Suud’a yüklenen diğer bir vazifede Türkiye’de 15 temmuz FETÖ darbesi ile çöken ılımlı İslam projesinin yeni hamisi olmak. Batı İslam dünyasını radikal ve ılımlı olarak ikiye bölmek istiyor. Bu bilinen bir gerçek. Özellikle FETÖ üzerinden yayılmaya çalışılan ılımlı İslam projesi Türkiye’nin kendi özüne dönme yolunda attığı adımlarla akamete uğradı. Projeyi ortaya atan küresel güçler projeyi uygulamaya koyacak yeni bir aktör bulmuş gibi gözüküyorlar. Yeni Suudi veliaht prensi Muhammed bin Selman önderliğinde başlatılan hareket rotasını ılımlı İslam olarak açıklamış bulunuyor. Nihai amaç Mekke Medine’de kurulacak Vatikan benzeri kukla bir hilafet devleti ile İslam dünyasını batı adına yönetmek… Tabi bütün hesapları gibi bu projenin de tutmayacağını şimdiden söyleyebiliriz. Ne kadar hesap yaparlarsa yapsınlar ne kadar hain ve kukla çıkartırlarsa çıkartsınlar Allah’ın da (cc) bir hesabı vardır. Ne kadar tuzak kurarlarsa kursunlar Allah’ın (cc) da bir tuzağı vardır. Onların bütün hesap ve tuzakları Allah’ın kaderine kadardır.

Tabi bu arada 2019 seçimleri Türkiye için bir dönüm noktasıdır. Eğer mevcut iktidar bağırsaklarını temizleyip halka güven veren kadrolarla hakkın yanında tereddütsüz yer alabilirse Cenab-ı Hakk’ın yardımı ile bu kritik barajı aşacak ve bölgedeki bütün denklemler ve dengeler değişecektir. Yok eğer bu barajı aşamazsa zaten bütün bu konuştuğumuz konuları konuşmamızın bir manası kalmayacaktır. Çünkü her meseleyi konuşurken gizli özne Türkiye’nin kendi tarihine ve hakka dönüşü ekseninde konuşuyoruz. Eğer Türkiye’nin hakkı temsil ettiği böyle bir eksen olmayacaksa hiçbir şeyi bu şekilde konuşamayız. 

Türkiye önümüzdeki dönemde bir tercihe zorlanabilir, ya bu şer ittifakının içinde yer almaya zorlanacak ya da karşı ittifakta sayılıp düşman muamelesi yapılacak.
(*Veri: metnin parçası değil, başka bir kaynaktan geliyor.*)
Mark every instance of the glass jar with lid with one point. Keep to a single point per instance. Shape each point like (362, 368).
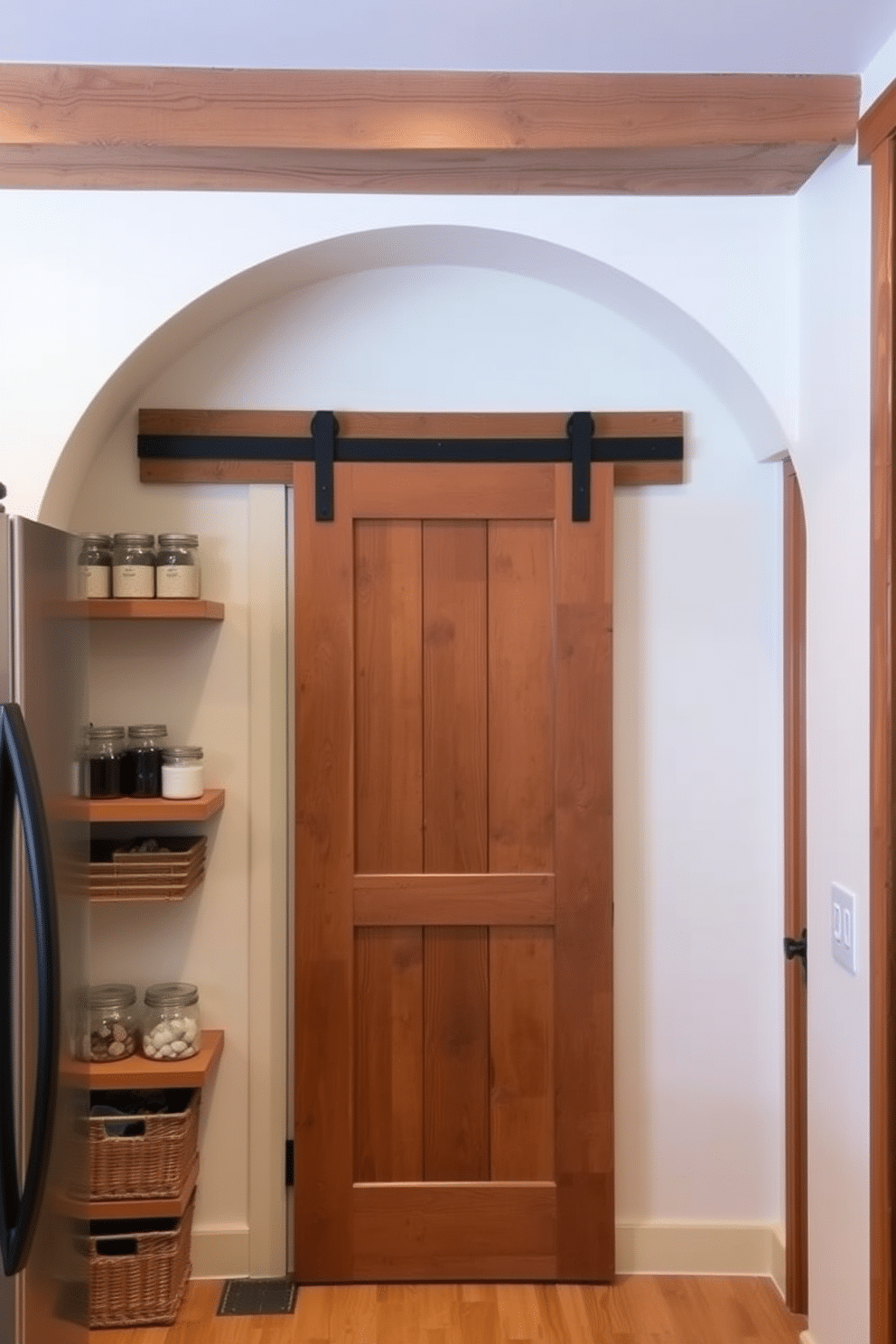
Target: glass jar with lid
(133, 565)
(171, 1022)
(141, 766)
(178, 573)
(183, 773)
(94, 565)
(105, 1023)
(105, 757)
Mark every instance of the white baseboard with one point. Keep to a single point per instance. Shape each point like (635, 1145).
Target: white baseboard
(220, 1252)
(697, 1249)
(779, 1260)
(641, 1249)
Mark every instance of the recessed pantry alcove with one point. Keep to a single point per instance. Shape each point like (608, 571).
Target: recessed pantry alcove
(697, 723)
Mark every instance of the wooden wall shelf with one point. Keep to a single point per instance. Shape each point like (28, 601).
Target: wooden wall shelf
(141, 1073)
(146, 809)
(148, 609)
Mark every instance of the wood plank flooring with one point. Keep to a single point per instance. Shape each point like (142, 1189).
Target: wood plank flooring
(639, 1310)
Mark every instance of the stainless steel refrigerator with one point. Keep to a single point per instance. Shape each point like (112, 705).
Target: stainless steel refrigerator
(43, 938)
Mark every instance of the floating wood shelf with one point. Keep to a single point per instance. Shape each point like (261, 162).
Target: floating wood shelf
(173, 1207)
(148, 609)
(144, 809)
(143, 1073)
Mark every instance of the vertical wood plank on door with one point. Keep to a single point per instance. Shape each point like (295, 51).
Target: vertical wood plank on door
(388, 809)
(520, 840)
(388, 1054)
(455, 1092)
(454, 698)
(521, 1029)
(324, 845)
(583, 966)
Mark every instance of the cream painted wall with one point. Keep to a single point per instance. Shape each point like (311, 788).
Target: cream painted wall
(697, 729)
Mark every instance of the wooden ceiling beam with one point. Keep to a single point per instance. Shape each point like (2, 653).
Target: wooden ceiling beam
(109, 126)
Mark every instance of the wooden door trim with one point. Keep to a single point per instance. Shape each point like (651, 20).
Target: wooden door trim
(882, 763)
(391, 131)
(797, 1249)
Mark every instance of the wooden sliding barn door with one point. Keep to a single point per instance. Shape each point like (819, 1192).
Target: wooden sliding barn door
(454, 883)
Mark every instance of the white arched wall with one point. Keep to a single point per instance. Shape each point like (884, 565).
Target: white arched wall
(414, 247)
(697, 722)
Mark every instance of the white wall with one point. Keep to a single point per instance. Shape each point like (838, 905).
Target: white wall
(832, 459)
(697, 726)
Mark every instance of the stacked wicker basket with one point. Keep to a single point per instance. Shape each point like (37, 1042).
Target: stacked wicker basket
(138, 1267)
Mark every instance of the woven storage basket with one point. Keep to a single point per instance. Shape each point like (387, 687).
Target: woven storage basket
(149, 1165)
(138, 1277)
(171, 875)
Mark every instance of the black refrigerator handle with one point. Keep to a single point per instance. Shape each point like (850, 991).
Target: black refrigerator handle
(19, 782)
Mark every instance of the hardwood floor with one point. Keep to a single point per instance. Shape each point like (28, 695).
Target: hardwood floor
(639, 1310)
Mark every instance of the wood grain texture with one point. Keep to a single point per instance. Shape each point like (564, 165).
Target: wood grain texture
(324, 866)
(521, 1034)
(138, 1071)
(388, 1055)
(454, 693)
(583, 966)
(438, 898)
(796, 1027)
(353, 424)
(453, 490)
(882, 746)
(388, 722)
(520, 675)
(521, 751)
(455, 1054)
(214, 472)
(245, 472)
(146, 809)
(471, 1230)
(877, 124)
(388, 835)
(637, 1310)
(416, 131)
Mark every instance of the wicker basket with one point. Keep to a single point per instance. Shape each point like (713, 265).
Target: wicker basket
(138, 1270)
(117, 875)
(149, 1165)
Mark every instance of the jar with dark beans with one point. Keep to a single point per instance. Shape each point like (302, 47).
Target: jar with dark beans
(105, 756)
(141, 766)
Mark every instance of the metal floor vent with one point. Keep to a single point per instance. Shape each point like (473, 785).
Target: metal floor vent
(258, 1297)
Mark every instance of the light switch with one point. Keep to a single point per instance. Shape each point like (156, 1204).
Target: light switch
(843, 926)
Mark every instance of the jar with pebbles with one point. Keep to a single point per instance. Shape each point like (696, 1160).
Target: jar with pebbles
(171, 1022)
(105, 1023)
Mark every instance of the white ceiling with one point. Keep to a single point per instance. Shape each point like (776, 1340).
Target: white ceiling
(799, 36)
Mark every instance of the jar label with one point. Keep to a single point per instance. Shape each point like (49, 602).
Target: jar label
(94, 581)
(178, 581)
(133, 581)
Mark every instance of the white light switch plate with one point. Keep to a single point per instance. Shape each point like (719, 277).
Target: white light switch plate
(843, 926)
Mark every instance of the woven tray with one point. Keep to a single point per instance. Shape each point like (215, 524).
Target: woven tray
(149, 1165)
(117, 875)
(138, 1270)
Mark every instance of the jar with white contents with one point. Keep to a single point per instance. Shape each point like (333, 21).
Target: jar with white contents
(133, 565)
(171, 1022)
(178, 565)
(183, 773)
(94, 565)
Tabi Türkiye her zaman olduğu gibi net bir taraf olmaktan ziyade bölgede aklı selimi temsil etmeye çalışacaktır. Bir yandan Rusya ve İran’la hem Suriye de hem de Irakta bölünme politikasını durdurmaya çalışacaktır. Diğer yandan Suudi, Amerika ve İsrail bloğunu da karşısına almayıp politikalarında etkili olmaya çalışacaktır.

Diğer yandan Türkiye hem Nato’da hem de Avrupa Birliği’nde yol ayrımına sokulmak istenmektedir. Avrupa birliği bizim bağımsızlık yolunda ilerleyişimizi ve kendi boyunduruğundan kurtulmak isteyişimizi durdurmak için fonlarla tehdit etmektedir. Haddi zatında bu Türkiye için kayda değer bir önem taşımamaktadır. Türkiye için önemli olan ekonomimizin, üretim gücümüzün, bankacılık sektörünün, ihracatımızın ve turizmin neredeyse yarıdan fazlası Avrupa birliği ülkeleri ile gerçekleşmiş olmasıdır. Avrupa birliği de başta Almanya olmak üzere bunu silah olarak kullanmaya çalışmaktadır. Nato’da ortaya çıkan resim krizi artık alttan alta giden hedef ve düşman ülke Türkiye imajını iyice gün yüzüne çıkarmış bulunmaktadır. Özellikle S400 krizi bunu iyice ortaya çıkarmış bulunmakta. Defalarca kendisine bağlı ordu üzerinden bize darbe yapıp yönetim değiştiren Nato artık açıktan Türkiye ile savaş senaryolarına çalışmaktadır. 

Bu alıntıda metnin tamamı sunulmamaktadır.